По крайней мере, неизменное стремление к перемене мест напоминает, в общем, о настроениях в духе Руссо. Пребывание Бетховена в Гейлигенштадте вызывает воспоминание о Жан-Жаке, который бежит из своего городского дома потому, что ему душно под крышей, невозможно работать; он поселяется в маленьком домике в Монморанси, где г-жа д'Эпинэ встречает его словами: «Вот ваше убежище, медведь!». Хотя автор «Новой Элоизы» личным примером и подорвал доверие к своим теориям, хотя его жизненное поведение нисколько не соответствовало оставленным им описаниям идеальной любви, — именно Руссо, изгоняя из литературных произведений весь набор условностей, показывал богатства внутренней жизни, восстановил ценность человеческой личности, открыл путь поэтической правде, дал воображению и размышлению бесконечное количество тем. А любовь к природе как самой надежной защитнице человека от пороков, постоянное стремление к гармонии духовного и материального мира, — не от Руссо ли и это? Откуда же у писателей нового века непрестанная жажда страсти, душевных бурь? Когда композитор посвятил себя воспитанию неудачливого племянника, не подражал ли он наставнику Эмиля? Из какого источника черпал он свою приверженность к свободе, отвращение к любым формам деспотизма, демократические чувства, ощутимые не только в его высказываниях, но и в образе жизни, желание облегчить участь бедняков, трудиться, чтобы достигнуть братского согласия всего человечества? Барон де Тремон один из первых заметил это сходство обоих гениев. «Была у них, — пишет он, — общность ошибочных суждений, вызванных тем, что присущий обоим мизантропический склад мышления породил фантастический мир, не имевший опоры в человеческой природе и общественном устройстве».

Порой в этом сопоставлении заходили еще дальше.
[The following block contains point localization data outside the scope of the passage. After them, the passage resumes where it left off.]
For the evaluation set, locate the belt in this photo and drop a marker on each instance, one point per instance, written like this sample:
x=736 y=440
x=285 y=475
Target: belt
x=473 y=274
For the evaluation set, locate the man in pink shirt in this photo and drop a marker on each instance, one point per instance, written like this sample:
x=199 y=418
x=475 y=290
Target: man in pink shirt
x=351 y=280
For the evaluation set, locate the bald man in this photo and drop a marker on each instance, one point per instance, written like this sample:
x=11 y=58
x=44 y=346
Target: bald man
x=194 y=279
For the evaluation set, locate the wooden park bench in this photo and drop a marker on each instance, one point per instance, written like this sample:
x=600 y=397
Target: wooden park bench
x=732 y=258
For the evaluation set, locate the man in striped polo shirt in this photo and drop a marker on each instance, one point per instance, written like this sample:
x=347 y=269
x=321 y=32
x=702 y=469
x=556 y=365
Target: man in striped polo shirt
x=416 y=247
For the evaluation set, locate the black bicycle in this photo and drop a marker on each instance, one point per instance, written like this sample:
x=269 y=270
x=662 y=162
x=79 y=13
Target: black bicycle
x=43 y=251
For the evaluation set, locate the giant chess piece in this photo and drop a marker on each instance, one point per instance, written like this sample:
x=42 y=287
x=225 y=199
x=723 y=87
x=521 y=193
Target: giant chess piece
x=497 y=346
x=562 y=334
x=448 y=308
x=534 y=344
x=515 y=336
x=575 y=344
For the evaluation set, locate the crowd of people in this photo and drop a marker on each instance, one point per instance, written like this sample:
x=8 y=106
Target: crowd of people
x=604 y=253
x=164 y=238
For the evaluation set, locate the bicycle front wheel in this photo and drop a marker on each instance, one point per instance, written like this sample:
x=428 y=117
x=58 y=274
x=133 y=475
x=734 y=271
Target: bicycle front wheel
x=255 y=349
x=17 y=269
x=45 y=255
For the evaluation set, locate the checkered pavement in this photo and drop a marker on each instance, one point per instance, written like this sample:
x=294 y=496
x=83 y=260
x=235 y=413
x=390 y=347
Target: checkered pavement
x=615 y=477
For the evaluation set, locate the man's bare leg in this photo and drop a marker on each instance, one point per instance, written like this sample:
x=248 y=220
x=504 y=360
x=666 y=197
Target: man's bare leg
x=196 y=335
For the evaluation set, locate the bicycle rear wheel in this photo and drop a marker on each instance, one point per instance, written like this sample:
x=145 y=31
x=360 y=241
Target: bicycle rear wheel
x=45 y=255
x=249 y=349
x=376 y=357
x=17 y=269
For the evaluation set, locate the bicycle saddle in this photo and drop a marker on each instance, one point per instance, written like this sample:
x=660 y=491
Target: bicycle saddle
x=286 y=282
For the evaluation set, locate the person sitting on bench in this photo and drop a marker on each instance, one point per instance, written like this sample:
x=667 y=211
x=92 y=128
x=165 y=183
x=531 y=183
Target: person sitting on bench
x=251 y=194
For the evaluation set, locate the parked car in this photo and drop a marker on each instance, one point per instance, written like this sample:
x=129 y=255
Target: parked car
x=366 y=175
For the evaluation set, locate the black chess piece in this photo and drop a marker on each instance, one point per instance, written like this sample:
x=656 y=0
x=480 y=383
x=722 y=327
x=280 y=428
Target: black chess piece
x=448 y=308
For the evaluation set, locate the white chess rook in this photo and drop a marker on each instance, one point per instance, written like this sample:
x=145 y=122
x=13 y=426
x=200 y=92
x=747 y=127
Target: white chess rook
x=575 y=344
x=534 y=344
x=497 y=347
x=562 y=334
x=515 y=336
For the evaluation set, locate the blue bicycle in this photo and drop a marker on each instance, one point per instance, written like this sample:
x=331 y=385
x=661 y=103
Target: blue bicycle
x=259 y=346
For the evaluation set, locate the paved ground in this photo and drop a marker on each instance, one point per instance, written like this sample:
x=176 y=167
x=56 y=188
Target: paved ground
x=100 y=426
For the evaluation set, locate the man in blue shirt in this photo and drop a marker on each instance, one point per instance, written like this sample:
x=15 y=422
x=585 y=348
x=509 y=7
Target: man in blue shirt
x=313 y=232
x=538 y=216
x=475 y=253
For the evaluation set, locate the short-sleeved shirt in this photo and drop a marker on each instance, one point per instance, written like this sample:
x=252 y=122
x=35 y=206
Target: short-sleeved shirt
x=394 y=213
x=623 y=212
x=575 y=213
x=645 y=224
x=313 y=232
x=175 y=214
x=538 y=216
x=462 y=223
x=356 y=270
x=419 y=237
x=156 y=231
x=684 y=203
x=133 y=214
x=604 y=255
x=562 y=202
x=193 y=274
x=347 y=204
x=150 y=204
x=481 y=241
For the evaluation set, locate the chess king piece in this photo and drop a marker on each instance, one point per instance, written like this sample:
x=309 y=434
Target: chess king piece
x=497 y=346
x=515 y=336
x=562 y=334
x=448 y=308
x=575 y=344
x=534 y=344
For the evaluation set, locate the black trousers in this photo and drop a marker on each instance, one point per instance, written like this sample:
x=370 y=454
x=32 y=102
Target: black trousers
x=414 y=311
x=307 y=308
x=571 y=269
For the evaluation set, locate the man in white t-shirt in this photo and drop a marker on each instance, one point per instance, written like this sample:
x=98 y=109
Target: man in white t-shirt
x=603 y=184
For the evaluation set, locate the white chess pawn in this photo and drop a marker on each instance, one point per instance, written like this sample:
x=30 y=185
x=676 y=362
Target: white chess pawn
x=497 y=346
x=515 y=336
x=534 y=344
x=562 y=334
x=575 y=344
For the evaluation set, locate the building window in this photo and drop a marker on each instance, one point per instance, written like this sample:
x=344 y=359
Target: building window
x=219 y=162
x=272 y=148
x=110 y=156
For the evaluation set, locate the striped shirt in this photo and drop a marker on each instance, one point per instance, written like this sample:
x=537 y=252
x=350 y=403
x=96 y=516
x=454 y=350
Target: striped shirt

Пытались отыскать в биографии композитора нечто вроде г-жи Удето, — конечно, не имея в виду добрую, бесхитростную и преданную Нанетту Штрейхер, по доброй воле выполнявшую обязанности служанки. Быть может, это графиня Анна-Мария Эрдеди, урожденная графиня Нички, супруга знатного венгра, бывавшая на вечерах у ван Свитена? У графини часто музицируют; Бетховен знакомится с ней в 1804 году; в 1808 году он живет в ее доме; он посвятил ей два трио (соч. 70) и охотно называет графиню своим исповедником. К несчастью, несмотря на громкое имя, графиня оказалась попросту авантюристкой, и в 1820 году полиция выслала ее, как и Джульетту. Одной лишь этой неприятной детали вполне достаточно, чтобы не проводить параллель между Анной-Марией и Элизабет-Софи-Франсуазой де Бельгард, восемнадцати лет ставшей женой капитана жандармерии дю Берри. Франсуаза, мы помним ваше первое посещение Эрмитажа, карету, сбившуюся с дороги и увязшую в грязи, ваши перепачканные мужские сапоги, взрывы смеха, звеневшего, словно птичий гомон! Увидев вашу улыбку на пастели Перонио, можно ли позабыть задорные очертания ваших губ? Хорошо знаком нам ваш облик: лицо, чуть тронутое несколькими оспинками, глаза слегка навыкат, по при этом целый лес вьющихся черных волос, изящная фигура, — не без некоторой угловатости, — веселый, насмешливый нрав, много пыла, воодушевления, музыкальная и даже (проявим снисходительность!) поэтическая одаренность. Франсуаза искренна и верна: искренна до того, что признается мужу в своих изменах, верна — разумеется — своему любовнику. Руссо опьянен: она становится Юлией. Вспоминается эпизод в Обонне, при лунном свете: заросший сад, купы деревьев, водопад, дерновая скамья под цветущей акацией. «Я был велик», — пишет Жан-Жак.